Last week, the company said it would shut a manufacturing facility in the US.

The company will close its site in Lancaster in Wisconsin in the fourth quarter of its 2024 financial year, a three-month period that runs from January to the end of March next year.

In August last year, Saputo announced the closure of another plant in the state. The cheese factory in Belmont will shut in the same quarter as the Lancaster site. Saputo has recently converted a third plant in Wisconsin. The facility in Reedsburg will take on the production carried out in Lancaster.

Saputo is scheduled to publish its second-quarter financial results this week.

In the first quarter of the company’s current financial year, the company’s revenue fell 2.8% to C$4.2bn ($3.04bn).

“Adjusted” EBITDA rose 4.3% to C$362m but Saputo admitted it would not meet a target it had set for that metric by its fiscal 2025 year due to waning consumer demand and continuing “market headwinds”.

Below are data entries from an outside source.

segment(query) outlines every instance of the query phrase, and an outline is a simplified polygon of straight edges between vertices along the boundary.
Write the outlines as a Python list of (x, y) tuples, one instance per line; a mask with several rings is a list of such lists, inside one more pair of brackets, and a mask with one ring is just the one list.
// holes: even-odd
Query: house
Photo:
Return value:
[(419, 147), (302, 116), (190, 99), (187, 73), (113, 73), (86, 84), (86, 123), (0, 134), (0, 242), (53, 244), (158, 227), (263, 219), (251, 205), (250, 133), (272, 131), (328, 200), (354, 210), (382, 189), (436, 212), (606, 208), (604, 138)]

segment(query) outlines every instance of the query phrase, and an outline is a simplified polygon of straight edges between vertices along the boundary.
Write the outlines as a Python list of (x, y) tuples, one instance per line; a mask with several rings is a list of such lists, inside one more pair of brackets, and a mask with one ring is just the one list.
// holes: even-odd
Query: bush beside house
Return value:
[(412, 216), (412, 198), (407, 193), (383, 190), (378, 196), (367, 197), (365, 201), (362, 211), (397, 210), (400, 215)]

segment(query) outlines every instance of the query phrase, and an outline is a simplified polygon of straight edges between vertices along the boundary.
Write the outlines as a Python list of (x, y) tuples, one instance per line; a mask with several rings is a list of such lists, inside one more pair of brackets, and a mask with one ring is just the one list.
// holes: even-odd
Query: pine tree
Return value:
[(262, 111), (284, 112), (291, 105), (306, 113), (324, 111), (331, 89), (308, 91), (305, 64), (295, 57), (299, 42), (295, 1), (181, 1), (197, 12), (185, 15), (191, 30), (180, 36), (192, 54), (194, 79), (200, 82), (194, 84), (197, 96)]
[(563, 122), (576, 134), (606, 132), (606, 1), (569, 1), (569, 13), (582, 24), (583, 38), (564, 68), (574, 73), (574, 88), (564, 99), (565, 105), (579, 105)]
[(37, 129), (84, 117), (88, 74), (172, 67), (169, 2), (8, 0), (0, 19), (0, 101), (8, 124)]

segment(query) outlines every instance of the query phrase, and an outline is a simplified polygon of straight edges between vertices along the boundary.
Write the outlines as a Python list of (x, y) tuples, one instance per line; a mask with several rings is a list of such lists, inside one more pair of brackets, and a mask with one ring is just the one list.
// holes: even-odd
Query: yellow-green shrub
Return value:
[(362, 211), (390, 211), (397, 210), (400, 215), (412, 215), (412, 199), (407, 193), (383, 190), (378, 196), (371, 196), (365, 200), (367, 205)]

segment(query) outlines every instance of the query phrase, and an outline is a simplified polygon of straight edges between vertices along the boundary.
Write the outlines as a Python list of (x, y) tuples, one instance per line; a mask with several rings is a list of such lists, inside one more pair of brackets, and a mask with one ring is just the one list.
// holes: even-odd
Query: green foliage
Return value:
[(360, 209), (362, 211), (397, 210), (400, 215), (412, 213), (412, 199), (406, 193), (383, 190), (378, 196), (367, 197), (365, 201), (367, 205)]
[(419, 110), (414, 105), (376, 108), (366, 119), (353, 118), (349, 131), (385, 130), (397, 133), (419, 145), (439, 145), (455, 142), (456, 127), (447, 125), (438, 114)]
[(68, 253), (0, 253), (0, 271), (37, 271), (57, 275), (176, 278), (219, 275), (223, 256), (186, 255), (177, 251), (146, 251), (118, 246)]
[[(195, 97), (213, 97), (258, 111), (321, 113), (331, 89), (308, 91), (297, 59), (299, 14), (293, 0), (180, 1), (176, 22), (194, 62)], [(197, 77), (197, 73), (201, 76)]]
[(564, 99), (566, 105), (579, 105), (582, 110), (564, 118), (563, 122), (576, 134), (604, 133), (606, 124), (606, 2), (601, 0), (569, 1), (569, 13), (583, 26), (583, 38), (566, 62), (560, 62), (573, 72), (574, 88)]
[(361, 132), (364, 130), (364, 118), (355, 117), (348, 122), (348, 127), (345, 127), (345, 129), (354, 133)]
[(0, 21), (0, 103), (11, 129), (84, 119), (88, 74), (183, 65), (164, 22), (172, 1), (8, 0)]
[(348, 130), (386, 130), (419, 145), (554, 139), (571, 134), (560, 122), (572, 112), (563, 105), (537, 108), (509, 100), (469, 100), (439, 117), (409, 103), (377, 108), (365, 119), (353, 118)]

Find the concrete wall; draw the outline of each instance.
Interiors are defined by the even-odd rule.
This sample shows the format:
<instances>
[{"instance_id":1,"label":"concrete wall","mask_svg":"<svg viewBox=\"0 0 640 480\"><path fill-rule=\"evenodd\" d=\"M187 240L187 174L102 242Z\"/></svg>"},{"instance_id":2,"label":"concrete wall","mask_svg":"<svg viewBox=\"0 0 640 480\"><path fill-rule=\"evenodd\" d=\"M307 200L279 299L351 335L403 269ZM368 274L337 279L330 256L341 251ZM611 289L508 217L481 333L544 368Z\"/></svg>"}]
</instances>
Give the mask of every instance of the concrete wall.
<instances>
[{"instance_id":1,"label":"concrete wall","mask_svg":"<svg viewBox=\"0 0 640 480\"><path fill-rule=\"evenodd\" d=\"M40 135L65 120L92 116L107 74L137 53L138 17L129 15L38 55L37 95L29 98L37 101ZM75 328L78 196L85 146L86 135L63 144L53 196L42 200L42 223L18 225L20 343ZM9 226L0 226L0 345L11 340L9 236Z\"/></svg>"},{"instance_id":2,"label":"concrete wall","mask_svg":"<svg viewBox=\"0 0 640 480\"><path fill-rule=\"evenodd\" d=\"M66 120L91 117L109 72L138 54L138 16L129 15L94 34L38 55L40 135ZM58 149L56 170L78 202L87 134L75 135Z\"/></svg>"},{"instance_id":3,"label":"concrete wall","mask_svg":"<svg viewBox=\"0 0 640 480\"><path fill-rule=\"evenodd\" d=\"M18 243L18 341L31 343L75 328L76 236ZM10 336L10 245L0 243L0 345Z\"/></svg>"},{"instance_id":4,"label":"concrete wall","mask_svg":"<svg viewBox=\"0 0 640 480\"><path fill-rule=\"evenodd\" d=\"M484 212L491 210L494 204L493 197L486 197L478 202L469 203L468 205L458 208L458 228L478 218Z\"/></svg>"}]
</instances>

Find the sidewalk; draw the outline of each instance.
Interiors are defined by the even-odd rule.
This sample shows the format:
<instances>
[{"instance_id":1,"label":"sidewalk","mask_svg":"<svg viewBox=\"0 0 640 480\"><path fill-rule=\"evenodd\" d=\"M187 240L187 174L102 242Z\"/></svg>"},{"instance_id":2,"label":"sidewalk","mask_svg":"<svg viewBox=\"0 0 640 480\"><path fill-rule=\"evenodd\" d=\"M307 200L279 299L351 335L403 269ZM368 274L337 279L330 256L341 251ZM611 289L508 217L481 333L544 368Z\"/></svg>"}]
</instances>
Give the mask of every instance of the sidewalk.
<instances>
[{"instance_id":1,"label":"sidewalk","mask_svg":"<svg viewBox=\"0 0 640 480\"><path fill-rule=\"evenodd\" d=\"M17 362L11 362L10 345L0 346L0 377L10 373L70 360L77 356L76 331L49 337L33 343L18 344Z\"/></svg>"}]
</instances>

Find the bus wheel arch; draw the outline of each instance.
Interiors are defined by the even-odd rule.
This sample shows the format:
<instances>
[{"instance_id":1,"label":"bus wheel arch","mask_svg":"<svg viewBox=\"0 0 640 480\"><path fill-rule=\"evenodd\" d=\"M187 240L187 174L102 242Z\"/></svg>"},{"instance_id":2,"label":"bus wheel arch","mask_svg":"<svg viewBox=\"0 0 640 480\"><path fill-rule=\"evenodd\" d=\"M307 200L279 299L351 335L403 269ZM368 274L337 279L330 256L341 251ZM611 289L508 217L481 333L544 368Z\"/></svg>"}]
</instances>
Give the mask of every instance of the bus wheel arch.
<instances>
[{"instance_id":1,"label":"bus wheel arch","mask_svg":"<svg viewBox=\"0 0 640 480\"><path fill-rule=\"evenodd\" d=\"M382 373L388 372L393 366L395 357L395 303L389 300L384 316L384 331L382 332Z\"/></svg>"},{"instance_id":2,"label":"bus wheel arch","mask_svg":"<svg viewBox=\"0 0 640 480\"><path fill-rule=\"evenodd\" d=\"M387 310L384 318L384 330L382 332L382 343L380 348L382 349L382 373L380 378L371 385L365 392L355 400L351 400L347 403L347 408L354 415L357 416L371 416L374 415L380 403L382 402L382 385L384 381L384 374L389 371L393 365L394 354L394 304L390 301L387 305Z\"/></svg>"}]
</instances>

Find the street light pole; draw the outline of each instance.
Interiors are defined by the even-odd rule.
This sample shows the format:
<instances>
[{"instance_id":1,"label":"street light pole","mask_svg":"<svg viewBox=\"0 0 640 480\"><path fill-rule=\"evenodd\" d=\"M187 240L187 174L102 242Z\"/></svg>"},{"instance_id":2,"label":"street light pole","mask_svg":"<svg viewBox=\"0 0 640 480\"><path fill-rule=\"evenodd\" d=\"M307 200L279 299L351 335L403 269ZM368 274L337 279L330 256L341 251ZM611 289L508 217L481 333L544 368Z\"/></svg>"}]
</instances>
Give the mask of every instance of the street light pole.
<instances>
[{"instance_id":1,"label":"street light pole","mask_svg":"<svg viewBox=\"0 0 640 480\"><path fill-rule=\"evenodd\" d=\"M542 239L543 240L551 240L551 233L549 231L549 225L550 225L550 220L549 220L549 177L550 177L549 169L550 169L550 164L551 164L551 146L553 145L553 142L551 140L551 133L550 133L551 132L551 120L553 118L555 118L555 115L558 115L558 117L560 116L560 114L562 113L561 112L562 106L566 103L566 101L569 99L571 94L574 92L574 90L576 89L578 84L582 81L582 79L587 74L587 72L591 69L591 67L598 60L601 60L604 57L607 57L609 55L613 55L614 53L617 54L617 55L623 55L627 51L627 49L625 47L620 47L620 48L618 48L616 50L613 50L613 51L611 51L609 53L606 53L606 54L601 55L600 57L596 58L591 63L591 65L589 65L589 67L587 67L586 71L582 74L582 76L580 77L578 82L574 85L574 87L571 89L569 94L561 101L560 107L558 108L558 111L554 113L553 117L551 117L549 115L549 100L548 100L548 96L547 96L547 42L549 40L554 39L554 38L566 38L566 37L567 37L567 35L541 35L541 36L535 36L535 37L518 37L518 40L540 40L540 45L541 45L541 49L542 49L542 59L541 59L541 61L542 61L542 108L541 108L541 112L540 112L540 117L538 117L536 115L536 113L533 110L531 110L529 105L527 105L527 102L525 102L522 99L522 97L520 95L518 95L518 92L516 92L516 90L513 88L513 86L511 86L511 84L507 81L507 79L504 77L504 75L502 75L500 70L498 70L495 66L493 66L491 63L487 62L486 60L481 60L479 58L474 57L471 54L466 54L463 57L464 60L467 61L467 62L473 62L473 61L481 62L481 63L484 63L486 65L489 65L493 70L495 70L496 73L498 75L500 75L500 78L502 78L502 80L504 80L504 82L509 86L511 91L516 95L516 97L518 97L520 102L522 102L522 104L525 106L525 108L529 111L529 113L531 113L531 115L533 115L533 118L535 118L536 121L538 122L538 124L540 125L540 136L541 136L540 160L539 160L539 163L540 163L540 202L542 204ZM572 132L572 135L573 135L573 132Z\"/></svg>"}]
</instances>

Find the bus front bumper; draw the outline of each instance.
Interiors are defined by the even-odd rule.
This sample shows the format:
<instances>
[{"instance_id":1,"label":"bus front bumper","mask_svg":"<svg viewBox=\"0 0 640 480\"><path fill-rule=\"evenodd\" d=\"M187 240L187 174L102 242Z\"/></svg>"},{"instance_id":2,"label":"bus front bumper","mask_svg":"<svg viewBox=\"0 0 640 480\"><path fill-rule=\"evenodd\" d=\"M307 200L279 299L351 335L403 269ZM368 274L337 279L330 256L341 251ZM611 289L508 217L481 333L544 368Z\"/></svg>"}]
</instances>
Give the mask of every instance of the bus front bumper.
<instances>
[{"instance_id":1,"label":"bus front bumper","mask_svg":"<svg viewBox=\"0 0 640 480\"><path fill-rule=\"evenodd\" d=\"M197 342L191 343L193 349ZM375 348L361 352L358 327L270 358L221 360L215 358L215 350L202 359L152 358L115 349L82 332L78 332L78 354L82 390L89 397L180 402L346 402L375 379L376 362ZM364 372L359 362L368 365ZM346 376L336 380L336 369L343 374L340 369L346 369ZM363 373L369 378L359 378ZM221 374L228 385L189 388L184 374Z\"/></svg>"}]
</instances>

In April, Saputo announced plans to sell two factories in Australia to Coles, the country’s second-largest grocer.

However, in September, Australia’s competition regulator pushed back its decision on the deal.

The Australian Competition and Consumer Commission (ACCC) was due to present its conclusions on 14 September but said it is still gathering feedback from “parties” that had previously voiced concerns over the deal.